Ministère des affaires étrangères de la Russie est prêt au durcissement des règles de visa pour les Canadiens

Le Ministère des affaires étrangères de la Russie est prêt à répondre à l'introduction des nouvelles règles de la délivrance des visas canadiens pour les citoyens russes, a déclaré le représentant officiel du ministère Andreï Nesterenko.

« Ce serait le pas à l'écart au refroidissement dans les rapports, cependant Moscou juge qu'il est nécessaire de prendre les mesures pour que les citoyens russes ne soient pas forcés d'éprouver les difficultés bureaucratiques supplémentaires à l’obtention du visa canadien », ITAR-TASS cite Nesterenko.

En particulier le mécontentement est provoqué par les nouveaux points du questionnaire pour les citoyens voyageant à court terme au Canada, qui contient la multitude de questions confidentielles sur le passé du pétitionnaire.

En particulier, à la question sur le service militaire il faut indiquer non seulement le fait lui-même, mais aussi la période de service, le rang, le nom du chef de troupe, l'arme et les obligations pendant le service.
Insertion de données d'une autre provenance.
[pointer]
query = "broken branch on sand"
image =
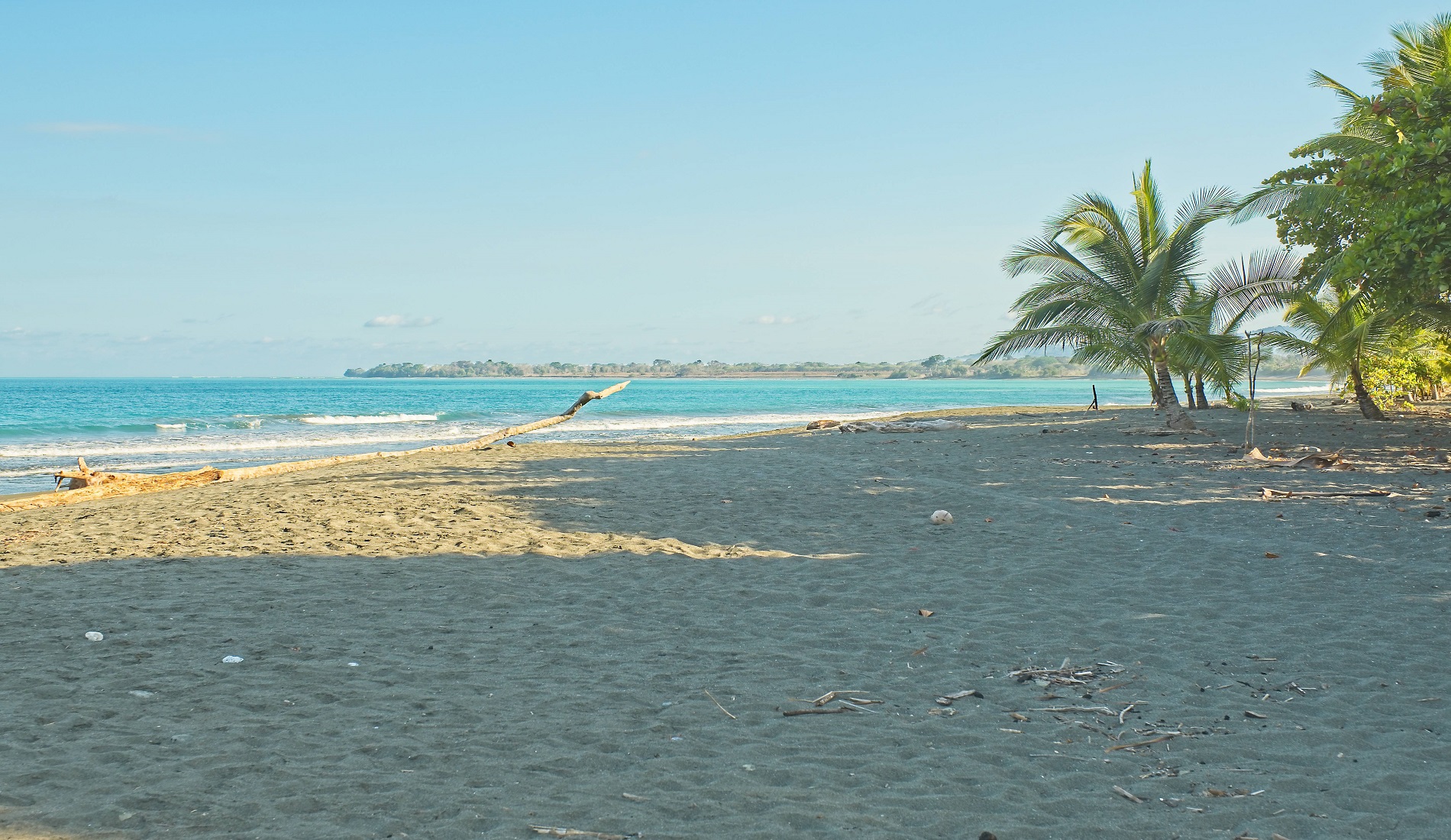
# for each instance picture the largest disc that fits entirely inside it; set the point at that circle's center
(1317, 460)
(86, 483)
(1138, 743)
(719, 704)
(1273, 493)
(554, 832)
Le représentant de Ministère des affaires étrangères de la Russie a noté que dans tel cas le pétitionnaire doit posséder les connaissances étendues au sujet des organisations, dans lesquelles il travaillait. En plus, il faut noter que la présentation de telle information peut relever de l'article du Code Pénal de la Russie sur la divulgation du secret d'État.

« Le questionnaire canadien modifié déborde du cadre des critères existants … Elle dissone avec la dynamique positive des relations russes-canadiennes et complique la réception des visas pour les Russes », a déclaré Andreï Nesterenko.

Comment on va résoudre la dissonance dans les règles de la délivrance des visas pour les citoyens canadiens et russes cela sera décidé au cours des consultations futures réciproques avec les diplomates Canadiens. Ce n'est pas exclu qu’on accepte les contre-mesures pour le Canada, qui aggraveront probablement la situation mais par contre n'admettront pas l'atteinte aux droits de deux parties.